Of course, I know all this and try to practice it as much as I can, but sometimes those little pies just beg me to eat them...


----------



## taxlady (Apr 18, 2014)

What Spout said.

I think nutritionally dense food is more satisfying. I think you get cravings for more food if you don't get all the nutrients you need. No, I have no proof of this. It's just something I believe.


----------



## pacanis (Apr 18, 2014)

Very interesting stuff.
Not being a carb counter I didn't realize so many sugars were associated with carbohydrates.

That said, I just had two slices of garlic bread with lunch


----------



## CarolPa (Apr 18, 2014)

taxlady said:


> What Spout said.
> 
> I think nutritionally dense food is more satisfying. I think you get  cravings for more food if you don't get all the nutrients you need. No, I  have no proof of this. It's just something I believe.



I agree with this 100% Taxlady.  And I have no proof, either.

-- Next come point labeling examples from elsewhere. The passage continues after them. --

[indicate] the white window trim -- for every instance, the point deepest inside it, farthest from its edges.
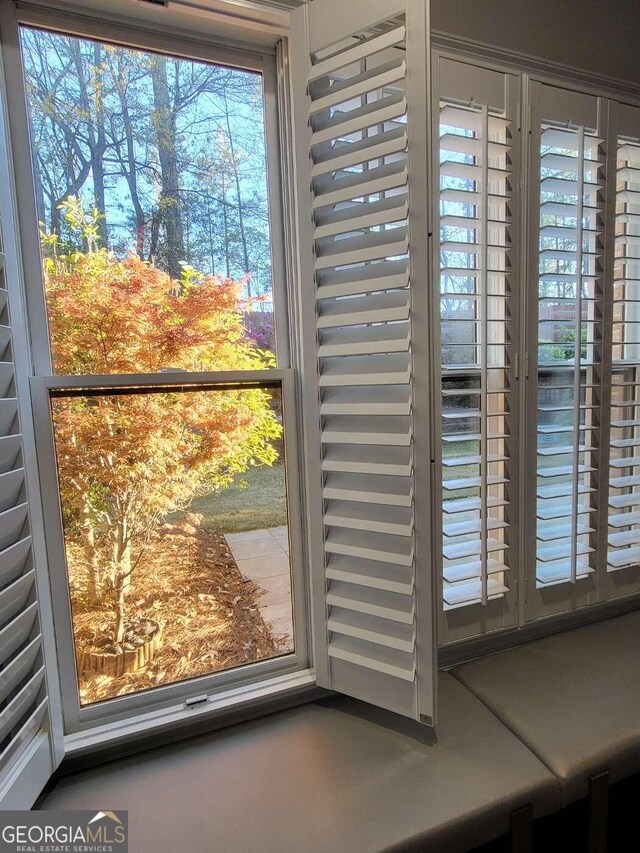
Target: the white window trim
(246, 685)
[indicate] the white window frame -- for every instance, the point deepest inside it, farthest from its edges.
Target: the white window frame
(241, 687)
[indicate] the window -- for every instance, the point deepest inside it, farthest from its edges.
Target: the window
(478, 156)
(624, 499)
(570, 275)
(171, 418)
(474, 246)
(538, 340)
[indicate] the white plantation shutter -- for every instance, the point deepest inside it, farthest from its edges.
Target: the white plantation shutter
(477, 164)
(362, 202)
(568, 157)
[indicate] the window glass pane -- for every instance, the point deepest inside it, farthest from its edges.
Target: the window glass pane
(175, 528)
(151, 191)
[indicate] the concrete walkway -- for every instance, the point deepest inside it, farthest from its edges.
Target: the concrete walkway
(263, 557)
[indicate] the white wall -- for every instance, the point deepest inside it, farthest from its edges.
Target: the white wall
(602, 36)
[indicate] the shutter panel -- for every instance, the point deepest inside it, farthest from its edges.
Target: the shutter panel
(359, 96)
(29, 748)
(624, 446)
(571, 179)
(478, 155)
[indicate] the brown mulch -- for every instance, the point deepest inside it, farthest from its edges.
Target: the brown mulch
(189, 583)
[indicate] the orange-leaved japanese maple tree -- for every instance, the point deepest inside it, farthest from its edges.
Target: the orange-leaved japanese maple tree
(127, 460)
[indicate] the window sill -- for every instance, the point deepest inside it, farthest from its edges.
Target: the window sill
(155, 728)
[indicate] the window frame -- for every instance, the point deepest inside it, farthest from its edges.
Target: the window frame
(608, 600)
(77, 717)
(262, 60)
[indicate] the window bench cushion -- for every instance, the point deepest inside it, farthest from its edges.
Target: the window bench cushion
(573, 698)
(330, 776)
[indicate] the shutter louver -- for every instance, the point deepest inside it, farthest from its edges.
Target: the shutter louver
(624, 460)
(476, 342)
(23, 697)
(355, 118)
(569, 306)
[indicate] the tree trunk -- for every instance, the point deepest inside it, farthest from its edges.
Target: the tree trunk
(130, 169)
(166, 140)
(120, 616)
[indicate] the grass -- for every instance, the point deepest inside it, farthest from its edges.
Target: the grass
(255, 501)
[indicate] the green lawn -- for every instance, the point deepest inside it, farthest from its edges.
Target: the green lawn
(260, 504)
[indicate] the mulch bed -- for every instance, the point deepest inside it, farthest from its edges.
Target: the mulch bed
(188, 582)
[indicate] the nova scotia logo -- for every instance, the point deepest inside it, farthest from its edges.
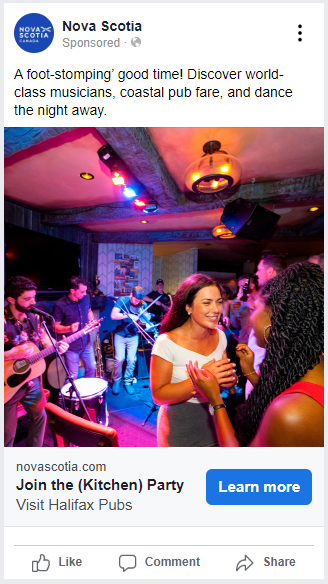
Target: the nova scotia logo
(34, 33)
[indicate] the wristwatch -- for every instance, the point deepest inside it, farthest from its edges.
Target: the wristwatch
(213, 408)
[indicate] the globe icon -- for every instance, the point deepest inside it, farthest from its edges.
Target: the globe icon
(136, 42)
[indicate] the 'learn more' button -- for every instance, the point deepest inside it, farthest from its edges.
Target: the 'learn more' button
(259, 487)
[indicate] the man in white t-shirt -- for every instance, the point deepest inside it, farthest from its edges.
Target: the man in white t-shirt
(270, 265)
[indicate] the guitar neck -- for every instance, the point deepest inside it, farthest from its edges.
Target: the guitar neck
(45, 352)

*Pac,* to me, anything that  is not in the form that nature supplied it is "processed."  Things like  boxed mixes are a prime example.  Betty Crocker Scalloped Potatoes come  to mind.  I don't think a person who is not diabetic has to worry much about carbs in moderation.  Your body works properly to process them the way it should.  So eat all the bread you like!  I will just be jealous.  

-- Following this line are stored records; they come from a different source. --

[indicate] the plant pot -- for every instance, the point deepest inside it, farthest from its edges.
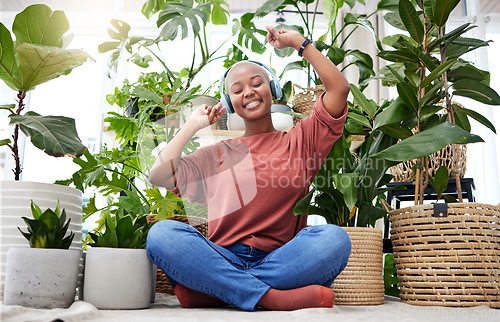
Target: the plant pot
(281, 121)
(118, 278)
(41, 278)
(449, 260)
(362, 281)
(15, 202)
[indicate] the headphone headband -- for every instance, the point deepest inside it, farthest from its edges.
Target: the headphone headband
(276, 90)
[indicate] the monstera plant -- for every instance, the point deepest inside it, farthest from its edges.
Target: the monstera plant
(35, 56)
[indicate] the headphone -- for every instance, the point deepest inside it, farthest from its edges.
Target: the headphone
(276, 90)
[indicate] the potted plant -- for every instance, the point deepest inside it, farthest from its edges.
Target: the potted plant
(118, 272)
(427, 68)
(45, 275)
(37, 55)
(347, 192)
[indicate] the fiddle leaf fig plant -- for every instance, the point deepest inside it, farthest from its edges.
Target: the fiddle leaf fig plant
(48, 229)
(37, 55)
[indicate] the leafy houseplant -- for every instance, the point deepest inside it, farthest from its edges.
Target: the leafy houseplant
(427, 67)
(329, 43)
(121, 232)
(118, 272)
(45, 275)
(186, 15)
(48, 229)
(37, 55)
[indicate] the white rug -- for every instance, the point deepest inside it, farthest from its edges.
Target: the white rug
(167, 308)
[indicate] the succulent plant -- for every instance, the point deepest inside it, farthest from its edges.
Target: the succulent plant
(120, 231)
(48, 228)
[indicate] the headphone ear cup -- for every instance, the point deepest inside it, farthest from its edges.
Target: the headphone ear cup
(226, 101)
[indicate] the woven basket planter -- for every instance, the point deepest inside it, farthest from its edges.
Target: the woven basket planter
(448, 261)
(304, 99)
(162, 283)
(362, 282)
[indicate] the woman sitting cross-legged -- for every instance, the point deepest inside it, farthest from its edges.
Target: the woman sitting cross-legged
(258, 253)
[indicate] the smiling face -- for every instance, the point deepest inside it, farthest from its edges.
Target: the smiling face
(248, 87)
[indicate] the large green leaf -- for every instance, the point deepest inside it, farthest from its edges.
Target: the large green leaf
(449, 37)
(347, 184)
(176, 15)
(360, 98)
(362, 21)
(468, 72)
(220, 12)
(427, 142)
(55, 135)
(477, 91)
(268, 7)
(394, 113)
(442, 11)
(39, 64)
(409, 96)
(37, 24)
(411, 20)
(8, 64)
(246, 30)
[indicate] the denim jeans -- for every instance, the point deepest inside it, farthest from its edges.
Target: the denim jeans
(239, 274)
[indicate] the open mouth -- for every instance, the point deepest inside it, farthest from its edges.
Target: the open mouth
(251, 104)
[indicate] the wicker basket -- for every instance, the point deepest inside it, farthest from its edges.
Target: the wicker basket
(362, 282)
(304, 99)
(162, 283)
(448, 261)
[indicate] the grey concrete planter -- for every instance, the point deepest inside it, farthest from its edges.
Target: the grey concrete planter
(118, 278)
(41, 278)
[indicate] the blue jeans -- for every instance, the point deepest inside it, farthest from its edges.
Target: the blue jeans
(239, 274)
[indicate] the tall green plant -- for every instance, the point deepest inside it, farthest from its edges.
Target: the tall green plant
(330, 43)
(352, 182)
(37, 55)
(427, 66)
(177, 19)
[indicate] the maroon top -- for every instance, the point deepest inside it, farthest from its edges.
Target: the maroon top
(251, 184)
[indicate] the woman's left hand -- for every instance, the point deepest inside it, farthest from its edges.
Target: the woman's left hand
(284, 38)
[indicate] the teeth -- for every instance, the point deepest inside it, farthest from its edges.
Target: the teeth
(252, 104)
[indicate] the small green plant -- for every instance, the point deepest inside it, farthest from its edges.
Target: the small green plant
(120, 232)
(47, 229)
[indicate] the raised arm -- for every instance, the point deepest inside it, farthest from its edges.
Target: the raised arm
(162, 173)
(336, 86)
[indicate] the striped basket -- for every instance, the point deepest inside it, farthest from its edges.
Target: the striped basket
(452, 260)
(162, 283)
(362, 282)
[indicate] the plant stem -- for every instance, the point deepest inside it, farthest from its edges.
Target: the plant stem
(15, 137)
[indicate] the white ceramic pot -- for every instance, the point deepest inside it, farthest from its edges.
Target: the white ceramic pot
(15, 202)
(281, 122)
(41, 278)
(118, 278)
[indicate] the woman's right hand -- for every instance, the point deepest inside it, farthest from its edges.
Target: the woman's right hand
(205, 115)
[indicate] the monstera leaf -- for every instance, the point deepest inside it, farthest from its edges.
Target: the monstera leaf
(177, 14)
(55, 135)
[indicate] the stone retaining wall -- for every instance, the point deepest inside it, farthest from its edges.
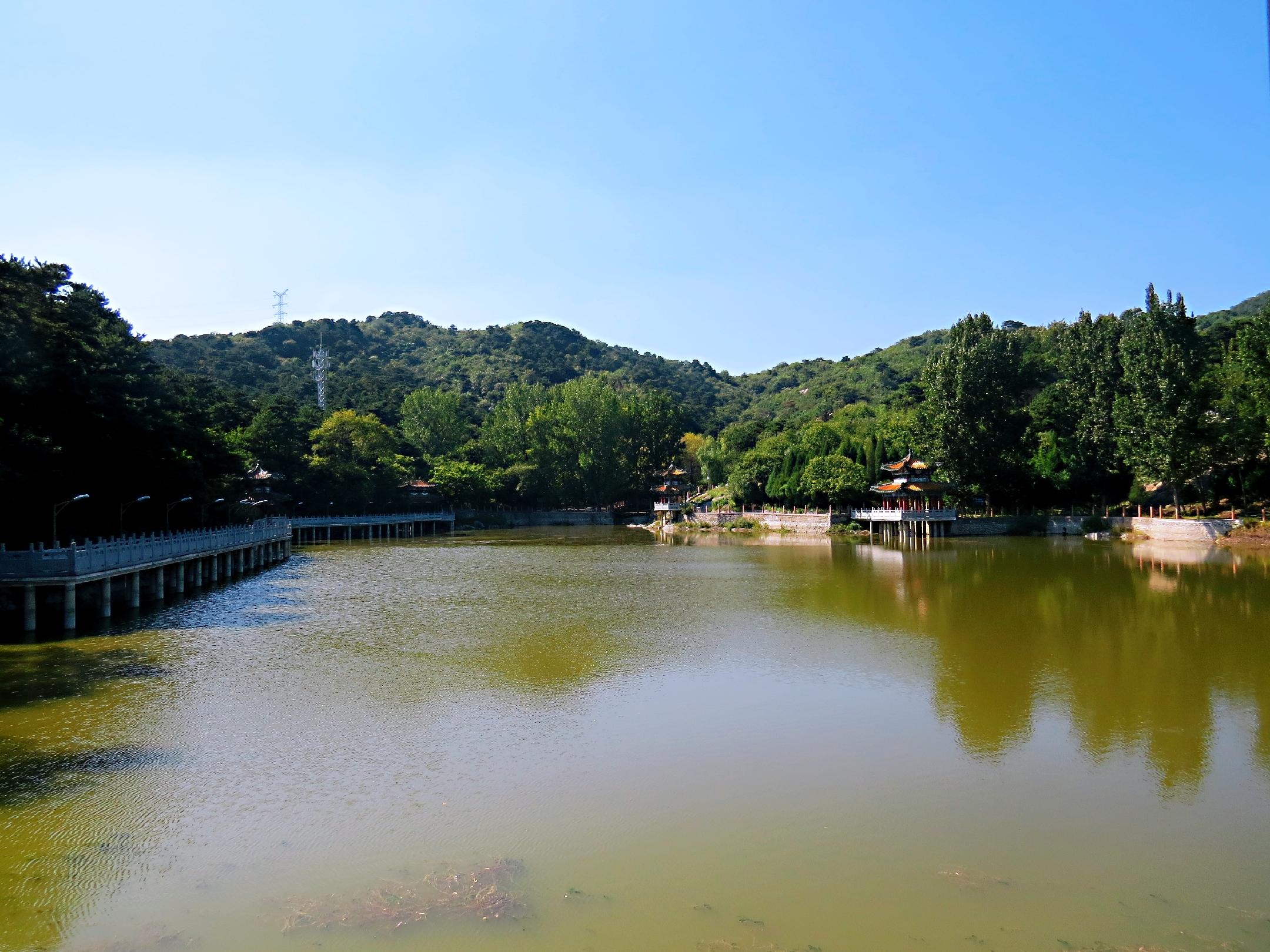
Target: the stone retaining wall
(987, 526)
(1156, 528)
(1164, 529)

*FrankZ*, there's a lot more to worry about with diabetes than sugar.  It's the simple carbs..... sugar, flour, rice, starchy vegetables such as potatoes that enter the blood stream quickly that are not processed properly by the body.  Vegetables and beans are carbs too, but they are complex carbs and the body can handle them a lot better.  Some diabetics can eat wheat/whole grain bread without a problem.  I am one of those who can't.  Doesn't matter whether it contains sugar or not.


----------



## Addie (Apr 18, 2014)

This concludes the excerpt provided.